-ヨブ 37:21-

いま、光は見えないが、それは雲のかなたで輝いている。

-中村神父-

 人生には様々な予期せぬ出来事が起こるものです。それが喜ばしいものであるならば良いのですが、テレビや新聞、インターネットに飛び込んでくる目を覆いたくなるような悲惨な状況が現実に起こることを、わたしたちは理解しています。もし、心身ともに打ちのめされるような事態が我が身に生じたとすれば、皆さんはどのようにそれを受け止め、対処していくのでしょうか。

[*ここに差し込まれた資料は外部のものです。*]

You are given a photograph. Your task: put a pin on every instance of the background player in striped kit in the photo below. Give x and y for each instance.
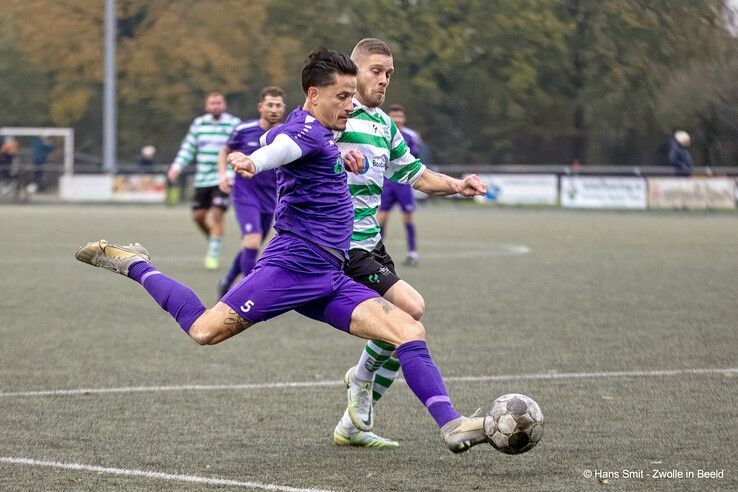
(301, 269)
(371, 132)
(401, 194)
(207, 135)
(254, 200)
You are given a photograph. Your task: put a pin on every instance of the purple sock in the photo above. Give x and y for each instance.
(235, 269)
(248, 260)
(175, 298)
(410, 229)
(424, 379)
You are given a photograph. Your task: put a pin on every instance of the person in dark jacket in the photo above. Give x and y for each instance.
(678, 156)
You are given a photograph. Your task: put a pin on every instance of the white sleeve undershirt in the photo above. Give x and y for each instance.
(281, 151)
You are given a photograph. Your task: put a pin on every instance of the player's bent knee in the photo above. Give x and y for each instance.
(201, 337)
(416, 309)
(413, 330)
(202, 332)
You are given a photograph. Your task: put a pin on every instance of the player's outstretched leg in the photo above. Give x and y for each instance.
(132, 260)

 ヨブ記の主人公であるヨブは、最も信仰深く、神に忠実な人として知られていました。彼は豊かな財産に恵まれ、日々神に感謝しつつ、罪を犯さずそれを避けることを念頭に置いて生活していたのです。しかし、神の前に御使いたちが集う場に地上を巡回していたサタンも現れ、ヨブのように神に忠実な者はいないと断言する神様に対して、ヨブが信仰深いのはそこに利益があるからであって、もしそれを奪い取られたならば神を呪うに違いない、と主張しました。神からヨブを試みる許しを得たサタンは、ヨブの財産である家畜の群れに壊滅的な被害を与え、息子と娘たちの命を奪うほどの苦難に遭わせたのです。それでも神に忠実であろうとするヨブに対して、サタンは重い皮膚病を患わせ、失意のどん底で神を呪うようにとヨブを更なる苦境に陥れました。

 ヨブの災難を耳にした三人の友人はヨブの元を訪れて、当初は慰めの言葉を掛けていたのですが、彼らのやり取りは次第に変化し、罪がない者に対して神が苦難を与えたことに疑問を抱き、ヨブが何か大きな罪を犯したに違いないという観点からヨブを責め始め、罪を認めるよう促す展開に発展します。ヨブは彼らに反論し、自分には罪がないことを声高に主張しました。

 彼らのやり取りの一部始終を見ていた若者エリフは、怒りを表しながらヨブを責め立てます。ヨブの信仰がいびつであり、神を軽んじていることを指摘し、全能である神がどのような方であるかを力強く主張するのでした。「いま、光は見えないが、それは雲のかなたで輝いている」というエリフの言葉は、人智の及ばぬ神の現存を表しているのでしょう。ヨブに対するエリフの𠮟責は、ここで終わります。

 先の三人の友人による咎め立てに対して雄弁に反論していたヨブは、不思議なことにエリフの言葉には一切の反論を行っていません。ヨブはエリフの厳しい指摘に対して、自分の信仰の足りなさを実感し、彼の主張に屈服したのでしょうか?答えは雲に包まれたままです。

 エリフの主張の後に続くのは、主なる神のヨブへの言葉です。エリフの言葉をさらに強めるように、ヨブの神への知識の不足と信仰の足りなさを矢継ぎ早にヨブに投げ掛けます。ヨブは自分の信仰と理解力の不足を認め、一切反論することなく、悔い改めることを誓ったのでした。この後、神様の求めに応じてヨブの三人の友人のために祈ったヨブは、その功績が認められて以前の二倍に及ぶ財産を手に入れ、新たな子供たちに恵まれて、以前よりも幸福な人生を送ることができました。

 ヨブの身に起こったことをどのように理解したら良いのか、明確に答えを出すことはできません。それは不意の不幸がわたしたちを襲った時も同様です。その出来事は単なる偶然ではなく、神様の何らかの思惑が働いているものと受け止めて、つぶやかずに神への信頼を抱いて前に進んでいくならば、神様はヨブにしたように、いちばん良い恵みを与えてくださることでしょう。良い時も、悪い時も、神様に信頼を寄せて生きていきたいものです。